Prep 15 mins
Cook 25 mins
A beautifully presented cake from another time. From the Southern chapter of the United States Regional Cookbook, Culinary Arts Institute of Chicago, 1947.
- 1⁄2 cup butter (no susbstitutions)
- 2 cups sugar
- 2 cups cake flour, sifted (all-purpose is fine if you don't have cake flour)
- 1⁄2 cup evaporated milk, diluted with
- 1⁄2 cup water
- 6 teaspoons baking powder
- 7 egg whites
- 1⁄2 teaspoon rose water (orange extract is nice, too)
- lady baltimore frosting (Lady Baltimore Filling and Icing)
- Preheat oven to 350F; grease three 9" layer cake pans, line with waxed paper and grease paper.
- Beat egg whites stiffly; fold in rose water and set to the side.
- Cream butter and sugar together in another bowl until fluffy.

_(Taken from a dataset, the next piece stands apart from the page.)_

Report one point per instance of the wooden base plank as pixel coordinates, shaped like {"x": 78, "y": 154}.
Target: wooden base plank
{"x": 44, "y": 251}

- Sift baking powder and flour together.
- Add flour and milk alternately to the creamed mixture, beating vigorously each time.
- Fold in stiffly beaten egg whites; pour evenly into prepared pans and bake for 25 minutes.
- Cool slightly in pans; turn out onto cooling racks and peel waxed paper carefully from cakes.
- Fill and frost with Lady Baltimore frosting/filling.